“Look back, Mama. What were your favorite clothes?” I asked her this year. She’s 95, and we had come back from a luncheon with her birthday club. She’d finally decided on wine-colored wool pants instead of gray ones—“I don’t want monotony”—a gray sweater with a touch of sparkle, pearls and a black cape. I’d fussed a bit because our ride was waiting while she chose her handkerchief. “Are you ready?” I’d asked when she finally slipped a white lace-trimmed one into her purse. “Have you put on cologne?” she answered. I had not and so I did. Then we were both ready.
And now we were home again, lounging in the living room.
“What were your favorite clothes?” I asked.
“My evening dresses,” was her answer. This surprised me a bit. She’d loved hats: I’d anticipated total recall of millinery triumphs in sisal or felt. (I’d been in awe of a cream-colored Tastee Freez swirl of a hat with a black veil.)
“Short or long evening dresses?”
“What was the difference?”
“The short ones were flip and flirty.”
“And the long ones?”
She laughed and put one hand to her forehead, fingers arranged in a classic heroine-about-to-swoon pose. “Beware my foolish heart,” she drawled.

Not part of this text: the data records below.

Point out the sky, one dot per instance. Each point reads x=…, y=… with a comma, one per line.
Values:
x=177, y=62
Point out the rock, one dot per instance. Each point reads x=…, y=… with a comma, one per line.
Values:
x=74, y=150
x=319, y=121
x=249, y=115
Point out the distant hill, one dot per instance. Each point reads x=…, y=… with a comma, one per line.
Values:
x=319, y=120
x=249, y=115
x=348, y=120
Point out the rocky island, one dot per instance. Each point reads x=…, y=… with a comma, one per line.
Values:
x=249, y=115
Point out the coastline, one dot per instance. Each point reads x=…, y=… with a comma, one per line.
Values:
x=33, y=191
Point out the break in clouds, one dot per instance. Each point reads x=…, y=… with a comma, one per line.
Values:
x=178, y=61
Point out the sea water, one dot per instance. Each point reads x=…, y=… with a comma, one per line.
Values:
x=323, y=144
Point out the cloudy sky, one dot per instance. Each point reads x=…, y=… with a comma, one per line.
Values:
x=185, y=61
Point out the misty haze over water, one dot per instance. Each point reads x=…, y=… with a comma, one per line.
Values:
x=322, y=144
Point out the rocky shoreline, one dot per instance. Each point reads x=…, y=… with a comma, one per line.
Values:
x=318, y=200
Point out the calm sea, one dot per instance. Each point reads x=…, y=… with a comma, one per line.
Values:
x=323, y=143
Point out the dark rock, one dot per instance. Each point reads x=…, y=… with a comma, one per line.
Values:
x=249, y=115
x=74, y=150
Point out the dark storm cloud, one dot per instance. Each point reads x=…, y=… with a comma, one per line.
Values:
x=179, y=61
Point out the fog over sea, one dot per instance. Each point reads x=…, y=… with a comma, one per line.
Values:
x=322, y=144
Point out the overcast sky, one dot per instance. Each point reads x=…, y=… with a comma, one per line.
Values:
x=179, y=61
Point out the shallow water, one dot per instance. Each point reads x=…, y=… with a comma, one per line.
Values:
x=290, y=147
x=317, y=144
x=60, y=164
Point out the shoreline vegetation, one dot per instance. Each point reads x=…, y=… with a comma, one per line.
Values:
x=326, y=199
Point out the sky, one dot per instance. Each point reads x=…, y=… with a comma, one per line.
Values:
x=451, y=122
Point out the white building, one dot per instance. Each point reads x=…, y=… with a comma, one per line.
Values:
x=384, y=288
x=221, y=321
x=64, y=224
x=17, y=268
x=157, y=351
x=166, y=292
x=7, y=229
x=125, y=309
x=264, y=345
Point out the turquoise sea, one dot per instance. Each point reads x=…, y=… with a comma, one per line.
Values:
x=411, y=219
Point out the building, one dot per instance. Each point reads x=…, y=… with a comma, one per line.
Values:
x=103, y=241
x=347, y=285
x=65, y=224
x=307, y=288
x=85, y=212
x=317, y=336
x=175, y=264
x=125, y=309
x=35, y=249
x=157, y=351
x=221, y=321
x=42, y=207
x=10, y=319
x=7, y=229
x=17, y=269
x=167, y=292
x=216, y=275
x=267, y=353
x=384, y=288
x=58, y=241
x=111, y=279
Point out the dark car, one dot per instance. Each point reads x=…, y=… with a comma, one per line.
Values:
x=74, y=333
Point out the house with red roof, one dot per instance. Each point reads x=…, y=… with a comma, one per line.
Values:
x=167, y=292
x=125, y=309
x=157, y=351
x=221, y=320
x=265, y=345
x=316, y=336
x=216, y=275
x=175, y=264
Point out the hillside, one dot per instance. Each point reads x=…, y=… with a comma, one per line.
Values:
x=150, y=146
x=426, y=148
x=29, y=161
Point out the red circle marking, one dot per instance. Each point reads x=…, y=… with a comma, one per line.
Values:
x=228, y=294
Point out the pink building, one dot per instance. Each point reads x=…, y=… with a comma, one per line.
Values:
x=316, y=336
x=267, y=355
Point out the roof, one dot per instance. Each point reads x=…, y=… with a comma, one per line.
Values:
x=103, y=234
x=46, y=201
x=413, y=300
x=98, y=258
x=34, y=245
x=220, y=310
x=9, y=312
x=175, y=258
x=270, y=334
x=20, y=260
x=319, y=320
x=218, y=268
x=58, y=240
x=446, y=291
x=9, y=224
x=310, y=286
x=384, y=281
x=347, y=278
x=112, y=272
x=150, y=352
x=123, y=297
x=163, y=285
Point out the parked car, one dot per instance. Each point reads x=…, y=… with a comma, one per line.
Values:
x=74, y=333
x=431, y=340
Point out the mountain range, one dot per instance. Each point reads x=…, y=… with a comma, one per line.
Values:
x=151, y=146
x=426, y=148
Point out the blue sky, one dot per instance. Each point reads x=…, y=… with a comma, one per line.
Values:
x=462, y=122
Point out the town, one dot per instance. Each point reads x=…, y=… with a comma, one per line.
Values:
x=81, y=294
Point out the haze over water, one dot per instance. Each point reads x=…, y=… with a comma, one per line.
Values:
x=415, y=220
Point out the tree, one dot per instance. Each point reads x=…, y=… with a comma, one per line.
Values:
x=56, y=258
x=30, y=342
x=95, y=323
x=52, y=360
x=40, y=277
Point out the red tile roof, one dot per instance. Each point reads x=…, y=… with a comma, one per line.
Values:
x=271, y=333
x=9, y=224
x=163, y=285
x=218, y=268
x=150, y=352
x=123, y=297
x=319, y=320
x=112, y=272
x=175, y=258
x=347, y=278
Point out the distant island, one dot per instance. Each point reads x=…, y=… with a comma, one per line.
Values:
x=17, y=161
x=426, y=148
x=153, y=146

The night is like a lovely tune / Beware, my foolish heart . . .
That ballad appeared in 1949, when my mother was 33 and I was three; I like to imagine my parents moving onto the dance floor as the orchestra took a sumptuous lyric plunge into its opening notes.
“My Foolish Heart”; “Lush Life”; “Stardust”; “Misty”; “Sophisticated Lady”
. . . I heard these songs over and over on our record player. And of course that urbane salty blues that hailed our city:
Goin’ to Chicago / Sorry but I can’t take you.
Those proud Chicago department stores we shopped in! Marshall Field and Chas. A. Stevens, both designed by D.H. Burnham & Co., whose lead architect ruled the 1893 World’s Fair. Carson, Pirie, Scott, designed by Louis H. Sullivan, master builder of the skyscraper. Mighty structures of granite and terra-cotta, arrogantly eclectic with their modernist lines and Renaissance flourishes. Sitting in the city’s commercial center, the downtown Loop, those late 19th- and early 20th-century department stores were the first to turn sensory bombardment into an art. Self-contained ancestors of the mall, they put forth counter after counter of lipsticks, powders, perfumes; candies; cases filled with gloves (wrist length, midarm, lined, unlined, cotton, suede, kid, white, cream, black, tan)—and we haven’t even reached the ground-floor escalators.
For my sister and me, bourgeois girls of the 1950s and early ’60s, “shopping” was an intricately plotted expedition with our mother as leader and guide. She showed us what to look for and what to pass by. She directed the gaze.
Marshall Field, whereour mother took us to sit on Santa’s knee at Christmas.
Marshall Field’s 28 Shop, where Mother told her mother, “You really shouldn’t smoke here,” and her mother answered, “As much as I pay for these clothes, I’ll do what I want.”
Marshall Field, wheremy father’s Aunt Nancy passed for white to work as a saleswoman in the 1920s.
Saks and Bonwit Teller, smaller stores, were more exclusive and less accessible, located as they were on the posh Near North Side rather than the “O come, all ye consumers” Loop. Mother didn’t take us there before 1960. As Negroes, we had to secure our place downtown before we ventured north.